Churchill Falls Explainer (Coles Notes version)

If CFLCo is required to maximize its profit, then CFLCo should sell its electricity to the highest bidder(s) on the most advantageous terms available.


This is the most important set of negotiations we have engaged in since the Atlantic Accord and Hibernia. Despite being a small jurisdiction we proved to be smart and nimble enough to negotiate good deals on both. They have stood the test of time and have resulted in billions of dollars in royalties and created an industry which represents over a quarter of our economy. Will we prove to be smart and nimble enough to do the same with the Upper Churchill?


  1. Well, Mr. Sullivan, us "naysayers", in the absence of any details, can concede only that the Premier has negotiated a reasonably good deal on the loan itself. However, as you so candidly point out, we are still on the hook for any additional equity injections…if and when the project goes over budget. Of that I am certain, given the history and nature of such undertakings.

    The biggest challenge may yet come from Hydro Quebec's court challenge and I have very little faith in our government's ability to win that case….so, as you asked, where will the additional power commitment to Nova Scotia come from? I will dare to speculate and say that Holyrood may very well see an uptick in output in future years. Then, instead of producing power for us in the range of 10-12% per year, we may very well see it going into the 25-30% range. So much for reducing our reliance on oi!. Alternatively, if they continue with their plan to mothball Holyrood, they will have to look at wind and/or upgrade the transmission lines from Central or the Bay Despoir dam. All of these things could have, and should have, been don, to allow for the closure or upgrade of Holyrood….for our own purposes. Now, we are doing it totally for the benefit of Nova Scotia.

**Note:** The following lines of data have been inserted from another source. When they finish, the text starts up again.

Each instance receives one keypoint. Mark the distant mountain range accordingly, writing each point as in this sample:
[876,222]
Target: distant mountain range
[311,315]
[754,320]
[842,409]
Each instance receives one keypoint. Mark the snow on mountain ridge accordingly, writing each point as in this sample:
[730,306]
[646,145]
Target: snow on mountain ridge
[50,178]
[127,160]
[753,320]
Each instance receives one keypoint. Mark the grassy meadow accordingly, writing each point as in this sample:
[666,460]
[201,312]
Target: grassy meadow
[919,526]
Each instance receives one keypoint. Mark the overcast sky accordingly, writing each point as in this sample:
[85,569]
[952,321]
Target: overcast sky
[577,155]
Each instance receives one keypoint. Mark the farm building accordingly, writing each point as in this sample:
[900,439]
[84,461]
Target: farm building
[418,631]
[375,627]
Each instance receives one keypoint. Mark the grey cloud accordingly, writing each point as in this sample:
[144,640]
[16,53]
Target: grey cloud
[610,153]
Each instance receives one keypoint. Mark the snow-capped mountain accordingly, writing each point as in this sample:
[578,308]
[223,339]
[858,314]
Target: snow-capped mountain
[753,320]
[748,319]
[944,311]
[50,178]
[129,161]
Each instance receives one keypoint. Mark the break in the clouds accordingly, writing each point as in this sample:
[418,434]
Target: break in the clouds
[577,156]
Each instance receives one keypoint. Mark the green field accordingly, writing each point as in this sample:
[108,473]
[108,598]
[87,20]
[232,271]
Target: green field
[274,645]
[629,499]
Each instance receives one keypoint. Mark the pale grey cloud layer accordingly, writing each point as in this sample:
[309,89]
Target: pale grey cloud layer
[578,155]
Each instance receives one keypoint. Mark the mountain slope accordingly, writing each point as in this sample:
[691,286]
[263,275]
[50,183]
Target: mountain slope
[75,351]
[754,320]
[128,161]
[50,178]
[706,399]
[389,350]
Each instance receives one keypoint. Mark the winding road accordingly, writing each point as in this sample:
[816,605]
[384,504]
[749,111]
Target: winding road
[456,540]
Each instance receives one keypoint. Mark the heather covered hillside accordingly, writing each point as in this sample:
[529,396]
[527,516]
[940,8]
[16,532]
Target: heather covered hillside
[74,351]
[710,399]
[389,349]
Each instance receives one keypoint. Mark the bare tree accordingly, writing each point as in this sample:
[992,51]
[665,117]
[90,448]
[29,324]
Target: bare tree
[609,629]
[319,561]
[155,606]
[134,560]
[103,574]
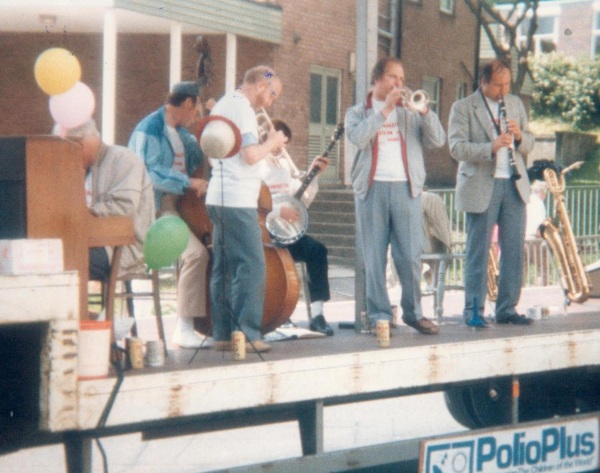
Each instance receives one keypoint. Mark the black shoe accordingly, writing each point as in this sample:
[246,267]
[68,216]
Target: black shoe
[515,319]
[319,324]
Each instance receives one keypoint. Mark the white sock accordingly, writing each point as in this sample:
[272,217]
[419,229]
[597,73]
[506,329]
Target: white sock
[185,325]
[316,308]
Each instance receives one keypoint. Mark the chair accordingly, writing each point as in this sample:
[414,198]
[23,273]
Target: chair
[109,293]
[437,248]
[437,244]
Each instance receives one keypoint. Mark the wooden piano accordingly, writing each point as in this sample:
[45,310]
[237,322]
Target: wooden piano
[42,196]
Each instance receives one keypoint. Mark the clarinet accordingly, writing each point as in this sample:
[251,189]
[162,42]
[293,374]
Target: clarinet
[514,173]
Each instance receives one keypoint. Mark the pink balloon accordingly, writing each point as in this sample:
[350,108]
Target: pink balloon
[74,107]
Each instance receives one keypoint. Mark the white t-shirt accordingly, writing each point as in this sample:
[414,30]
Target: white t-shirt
[234,183]
[390,166]
[502,166]
[178,150]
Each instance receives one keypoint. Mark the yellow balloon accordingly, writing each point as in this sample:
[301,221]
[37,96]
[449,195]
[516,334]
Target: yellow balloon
[56,71]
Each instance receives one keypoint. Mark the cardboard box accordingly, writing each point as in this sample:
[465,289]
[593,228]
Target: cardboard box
[30,256]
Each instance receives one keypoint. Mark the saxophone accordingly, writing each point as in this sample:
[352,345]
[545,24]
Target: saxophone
[575,281]
[493,273]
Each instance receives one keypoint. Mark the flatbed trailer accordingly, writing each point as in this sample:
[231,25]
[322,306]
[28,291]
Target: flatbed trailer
[492,377]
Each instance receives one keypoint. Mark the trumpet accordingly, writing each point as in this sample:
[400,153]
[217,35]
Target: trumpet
[514,173]
[416,101]
[264,126]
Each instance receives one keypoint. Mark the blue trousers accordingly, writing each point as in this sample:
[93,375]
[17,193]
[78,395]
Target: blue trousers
[389,215]
[237,285]
[509,212]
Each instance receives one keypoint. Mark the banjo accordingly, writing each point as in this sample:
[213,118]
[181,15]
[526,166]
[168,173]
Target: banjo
[282,231]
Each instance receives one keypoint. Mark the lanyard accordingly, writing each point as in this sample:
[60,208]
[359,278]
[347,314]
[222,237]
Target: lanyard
[487,106]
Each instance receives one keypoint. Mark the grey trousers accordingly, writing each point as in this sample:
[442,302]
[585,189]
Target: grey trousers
[389,215]
[237,285]
[509,212]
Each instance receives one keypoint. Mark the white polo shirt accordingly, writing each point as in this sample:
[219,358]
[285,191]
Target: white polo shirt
[234,183]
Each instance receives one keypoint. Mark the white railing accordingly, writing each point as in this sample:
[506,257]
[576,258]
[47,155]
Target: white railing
[583,204]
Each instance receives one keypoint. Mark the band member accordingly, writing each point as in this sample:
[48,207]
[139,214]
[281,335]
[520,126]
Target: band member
[171,155]
[388,174]
[237,285]
[116,183]
[485,190]
[277,175]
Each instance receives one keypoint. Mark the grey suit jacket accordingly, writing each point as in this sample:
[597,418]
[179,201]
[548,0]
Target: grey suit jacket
[470,136]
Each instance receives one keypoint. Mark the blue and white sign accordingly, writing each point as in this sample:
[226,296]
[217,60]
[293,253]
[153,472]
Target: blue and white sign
[565,447]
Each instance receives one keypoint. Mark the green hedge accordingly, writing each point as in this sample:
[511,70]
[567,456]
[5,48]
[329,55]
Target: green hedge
[567,88]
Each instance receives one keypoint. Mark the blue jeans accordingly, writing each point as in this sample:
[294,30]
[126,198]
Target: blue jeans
[237,285]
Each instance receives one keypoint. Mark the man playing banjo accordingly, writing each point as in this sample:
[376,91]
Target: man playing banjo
[277,174]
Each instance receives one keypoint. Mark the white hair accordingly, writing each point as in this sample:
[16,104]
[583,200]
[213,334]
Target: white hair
[86,130]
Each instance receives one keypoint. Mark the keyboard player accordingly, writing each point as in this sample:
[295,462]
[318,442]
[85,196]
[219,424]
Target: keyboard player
[116,184]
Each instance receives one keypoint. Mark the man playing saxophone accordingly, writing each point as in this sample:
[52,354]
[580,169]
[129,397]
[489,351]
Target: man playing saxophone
[492,187]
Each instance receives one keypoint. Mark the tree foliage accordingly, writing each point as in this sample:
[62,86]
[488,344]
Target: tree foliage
[488,15]
[567,88]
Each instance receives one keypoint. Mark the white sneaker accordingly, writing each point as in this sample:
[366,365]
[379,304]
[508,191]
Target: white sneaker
[192,340]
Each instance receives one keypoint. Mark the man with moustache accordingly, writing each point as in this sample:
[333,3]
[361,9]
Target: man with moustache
[486,192]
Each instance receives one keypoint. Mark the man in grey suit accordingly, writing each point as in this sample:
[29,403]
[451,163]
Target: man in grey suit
[486,187]
[387,174]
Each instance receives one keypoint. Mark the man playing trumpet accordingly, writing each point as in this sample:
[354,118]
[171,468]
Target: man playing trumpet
[487,190]
[388,173]
[277,175]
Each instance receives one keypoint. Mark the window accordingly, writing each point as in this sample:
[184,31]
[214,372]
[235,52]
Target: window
[432,86]
[545,38]
[461,90]
[447,6]
[596,35]
[324,115]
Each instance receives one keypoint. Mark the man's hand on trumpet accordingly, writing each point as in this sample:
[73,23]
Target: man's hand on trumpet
[321,163]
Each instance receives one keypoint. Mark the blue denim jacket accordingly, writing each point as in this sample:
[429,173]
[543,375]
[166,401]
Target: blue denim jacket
[150,140]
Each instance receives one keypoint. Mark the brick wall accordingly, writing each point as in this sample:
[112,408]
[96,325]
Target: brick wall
[23,105]
[575,28]
[439,45]
[315,32]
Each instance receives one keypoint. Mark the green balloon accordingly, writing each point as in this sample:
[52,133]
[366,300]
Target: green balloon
[166,240]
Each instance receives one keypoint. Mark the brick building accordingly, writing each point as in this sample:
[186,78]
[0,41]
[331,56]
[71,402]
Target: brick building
[568,26]
[311,43]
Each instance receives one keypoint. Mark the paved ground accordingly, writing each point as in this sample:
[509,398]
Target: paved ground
[345,426]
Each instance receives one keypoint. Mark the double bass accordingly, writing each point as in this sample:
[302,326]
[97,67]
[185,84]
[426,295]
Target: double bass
[282,286]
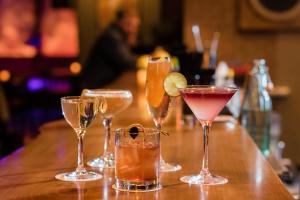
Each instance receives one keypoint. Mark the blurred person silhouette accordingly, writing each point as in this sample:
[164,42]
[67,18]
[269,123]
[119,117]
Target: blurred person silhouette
[111,55]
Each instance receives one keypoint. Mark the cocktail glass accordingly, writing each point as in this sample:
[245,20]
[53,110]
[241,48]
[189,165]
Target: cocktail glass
[137,160]
[79,112]
[157,99]
[206,102]
[116,102]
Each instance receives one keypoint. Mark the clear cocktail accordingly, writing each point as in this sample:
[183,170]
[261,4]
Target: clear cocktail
[116,101]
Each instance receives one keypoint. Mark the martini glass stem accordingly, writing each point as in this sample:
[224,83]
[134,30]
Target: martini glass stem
[107,125]
[80,170]
[206,129]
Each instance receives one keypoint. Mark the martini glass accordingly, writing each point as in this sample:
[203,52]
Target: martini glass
[206,102]
[157,99]
[116,101]
[79,112]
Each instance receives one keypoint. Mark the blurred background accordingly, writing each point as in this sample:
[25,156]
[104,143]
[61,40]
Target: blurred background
[44,44]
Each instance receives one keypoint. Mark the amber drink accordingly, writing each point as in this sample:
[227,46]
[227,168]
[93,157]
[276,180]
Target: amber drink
[137,160]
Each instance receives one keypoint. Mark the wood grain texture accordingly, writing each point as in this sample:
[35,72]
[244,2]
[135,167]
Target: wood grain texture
[29,172]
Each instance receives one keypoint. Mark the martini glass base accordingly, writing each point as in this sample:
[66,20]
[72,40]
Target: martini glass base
[102,162]
[167,167]
[204,179]
[73,176]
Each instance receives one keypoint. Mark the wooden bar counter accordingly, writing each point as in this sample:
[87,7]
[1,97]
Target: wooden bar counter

    I totally subscribe to your view that Peter McKay has done a tremendous job of delivering this project for the benefit of Nova Scotians. We, in the meanwhile, are left holding the bag, and our people will be paying for Nova Scotia's cheap power for decades. I always felt that the feds would come through on the loan guarantee….if it were to benefit Nova Scotia. Otherwise, they would have broken their promise to our province…..the only one I have ever wished they would break.

    When I hear politicians of any stripe saying this is a good project for us, I have to ask: "What are you drinking?" Because, all of the available evidence indicates this is a monstrous deal for us….in a negative sense. I truly hope people like you and I are wrong….but every indicator suggests we are being sold out by our own politicians and the business elite.

  2. Regardless of any cost over runs we have mortgaged the future of this province for absurdly expensive electricity we likely don't even need. The phrase " too green to burn" comes to my mind as I bow my head in shame to be a Newfoundlander. After 64 years of confederation is this what we have come down to, a bunch of backwater hicks too green to burn? Ed Martin, Ms. Dunderdale, et al., will be salted away in a few years and likely well taken care of, but the bulk of Newfoundlanders will toil in servitude to pay back the billions misspent in our name. There will be no revolution and likely few protests to compare with what is happening in Kiev, but when the oil runs out and the energy warehouse looks a little empty I hope people remember that it didn't have to happen like this.
    John Darryl Pippy

  3. When I hear politicians of any stripe saying this is a good project for us, I have to ask: "What are you drinking?" Because, all of the available evidence indicates this is a monstrous deal for us….in a negative sense. I truly hope people like you and I are wrong….but every indicator suggests we are being sold out by our own politicians and the business elite.

  4. Yes, the make-work project would have gone ahead without the Loan Guarantee. If Ed Martin (the real Premier) is willing to go ahead with billions in overruns barreling down the track, he is willing to go ahead for the cost of a "mere" additional billion or so in borrowing costs.

    He can explain it all to the judicial inquiry in 2018.